1)アセチルコリン受容体(AChR)抗体
2)筋特異的受容体型チロシンキナーゼ(MuSK)抗体
3.生理学的所見
以下の検査のいずれかにより神経筋接合部障害を示す生理学的所見があること。
1)低頻度反復刺激誘発筋電図
2)エドロフォニウム試験(眼球運動障害、低頻度反復刺激誘発筋電図などの客観的な指標を用いて評価すること)
3)単線維筋電図
4.鑑別診断
眼筋麻痺、四肢筋力低下、嚥下・呼吸障害を来す疾患は全て鑑別の対象になる。
ランバート・イートン筋無力症候群、筋ジストロフィー(ベッカー型、肢帯型、顔面・肩甲・上腕型)、多発性筋炎、周期性四肢麻痺、甲状腺機能亢進症、ミトコンドリア脳筋症、慢性進行性外眼筋麻痺、ギラン・バレー症候群、多発性神経炎、動眼神経麻痺、トロサ・ハント(Tolosa-Hunt)症候群、脳幹部腫瘍・血管障害、脳幹脳炎、単純ヘルペス・その他のウイルス性脳炎、脳底部髄膜炎、側頭動脈炎、ウェルニッケ脳症、リー脳症、糖尿病性外眼筋麻痺、血管炎、神経ベーチェット病、サルコイドーシス、多発性硬化症、急性散在性脳脊髄炎、フィッシャー症候群、先天性筋無力症候群、先天性ミオパチー、眼瞼皮膚弛緩症、ミオトニー、眼瞼痙攣、開眼失行、筋萎縮性側索硬化症、ボツリヌス症
5.診断のカテゴリー
A:1.症状の1項目以上と2.検査所見のいずれかを満たす場合
B:1.症状の1項目以上と3.生理学的所見のいずれかを満たす場合で、4.鑑別診断の疾患が鑑別できる(2.検査所見を満たさないことが前提条件)
<重症度分類>
Class I以上を対象とする。
<MGFA clinical classification>
Class I 眼筋型、眼輪筋の筋力低下も含む。
他の全ての筋力は正常
Class II 眼以外の筋の軽度の筋力低下
眼の症状の程度は問わない。
IIa 四肢・体軸>口腔・咽頭・呼吸筋の筋力低下
IIb 四肢・体軸≦口腔・咽頭・呼吸筋の筋力低下
Class III 眼以外の筋の中等度の筋力低下
眼の症状の程度は問わない。
IIIa 四肢・体軸>口腔・咽頭・呼吸筋の筋力低下
IIIb 四肢・体軸≦口腔・咽頭・呼吸筋の筋力低下
Class IV 眼以外の筋の高度の筋力低下
眼の症状の程度は問わない。
IVa 四肢・体軸>口腔・咽頭・呼吸筋の筋力低下
IVb 四肢・体軸≦口腔・咽頭・呼吸筋の筋力低下
Class V 気管挿管されている者、人工呼吸器装着の有無は問わない。
眼の症状の程度は問わない。
(通常の術後管理として、挿管されている場合は、この分類に入れない。気管挿管はなく、経管栄養チューブを挿入している場合は、Class IVbに分類する。)
※診断基準及び重症度分類の適応における留意事項
1.病名診断に用いる臨床症状、検査所見等に関して、診断基準上に特段の規定がない場合には、いずれの時期のものを用いても差し支えない(ただし、当該疾病の経過を示す臨床症状等であって、確認可能なものに限る。)。

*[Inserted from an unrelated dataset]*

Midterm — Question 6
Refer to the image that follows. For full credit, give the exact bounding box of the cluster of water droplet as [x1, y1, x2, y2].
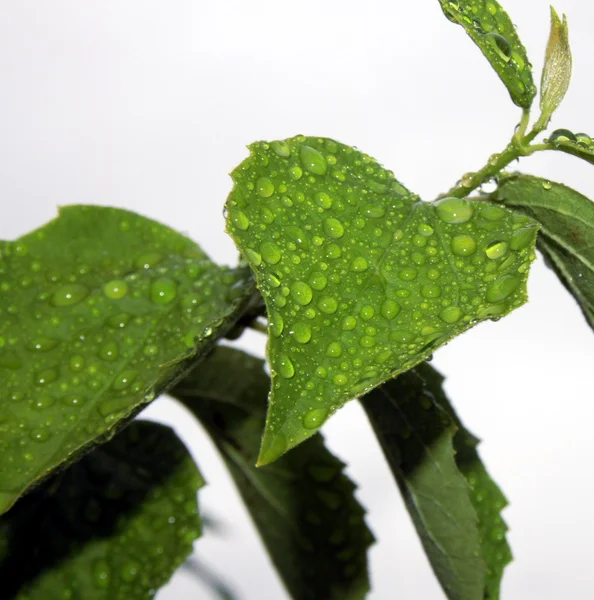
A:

2.治療開始後における重症度分類については、適切な医学的管理の下で治療が行われている状態であって、直近6か月間で最も悪い状態を医師が判断することとする。
3.なお、症状の程度が上記の重症度分類等で一定以上に該当しない者であるが、高額な医療を継続することが必要なものについては、医療費助成の対象とする。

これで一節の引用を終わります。